Once the Q&A session starts, a student asks why universities are holding on to their ties to Israeli universities “even though this gives them a bad reputation”. The event’s host, Layal Ftouni, says: “We have two members of the Executive Board here, so why don’t we ask them?” Rector Henk Kummeling replies: “We don’t even dare argue with the facts Wind has presented. For me, one of the most important questions here is: do Israeli universities have the power to transform themselves? I don’t think all our colleagues in Israel support what is going on.”
The event’s host, Layal Ftouni. Photo: DUB
The rector stresses that UU wants to be transparent, which is why it will publish an updated list of collaborations with Israel this weekend. “We are also going to look once again at whether or not these partnerships meet our standards in terms of human rights.” The rector then adds that the Executive Board doubts that severing all ties with Israel would be the best solution. “We did that with Russia, under the request of the EU and the Dutch government, and we now see the terrible results of that.”
He is interrupted by a student, who shouts: “You’re not answering the question!” to which Kummeling replies: “I am answering the questions I wanted.” The audience laughs and shakes their heads in disapproval. Nevertheless, the board members are applauded for their presence.
Executive Board member Henk Kummeling. Photo: DUB
The panellists then jump in to counter Kummeling’s arguments. Wind says: “I hear repeatedly on campuses everywhere this concern for the wellbeing of Israeli academics, but no such empathy is extended to Palestinian academics. This is something we should be attentive to.”
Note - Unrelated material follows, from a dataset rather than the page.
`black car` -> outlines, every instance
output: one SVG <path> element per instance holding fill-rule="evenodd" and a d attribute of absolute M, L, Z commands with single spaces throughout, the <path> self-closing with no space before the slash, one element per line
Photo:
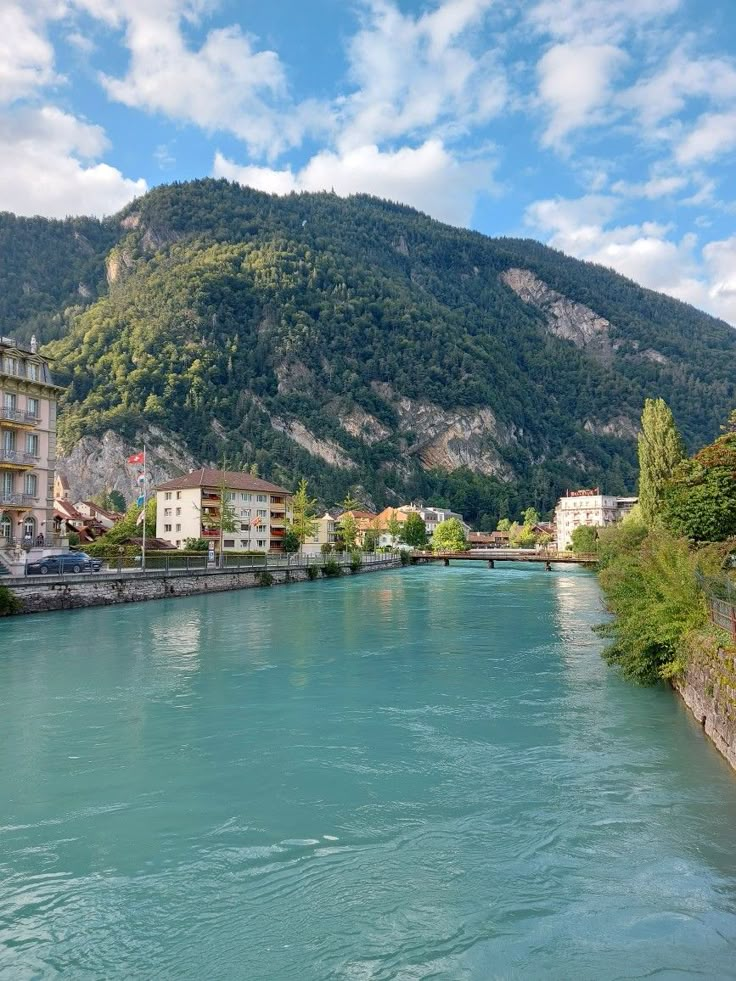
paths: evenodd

She then quotes the head of Israel’s National Security Institute, who, according to her, said in the Israeli media that “international collaborations and ties are the oxygen of Israeli universities and Israeli universities are the oxygen of the military”. Finally, she underscores that there is a historical precedent of academic boycotts working (against South Africa during Apartheid, for example). Teary-eyed, a UU teacher from South Africa in the audience says: “I wouldn’t be here if students hadn’t mobilised.”
The panellists and the audience take turns arguing against the Executive Board members. Outnumbered, they take the punches mostly in silence. Englert says UU only regrets breaking up with Russian universities because it “set a complicated precedent.” One student sees a “lack of moral leadership” at UU, while another one wonders why the decision lies entirely in the hands of three people. “Don’t follow the lead of the government. Take the lead!” says another. Kummeling reiterates that “this is a learning opportunity, also for us on the board. Allow us to at least digest the information we gathered this evening.” Van de Wal retorts: “This has been going on for 75 years and you haven’t learned yet? There are many scholars in this university studying just that. Do your research!”
The atmosphere gets tense and the event’s host, Layal Ftouni, decides to end the session, but not before addressing the Executive Board herself. She announces an expanded list of demands. The protesters would like representatives of students and staff to have a seat at the table in the process of re-examining the partnerships. They would also like the conclusions of this reassessment to be made public before the summer break. Additionally, the group wants the university to apologise for deploying the police last week and provide psychological support to students who have been physically harmed. The two board members didn’t react to the new demands.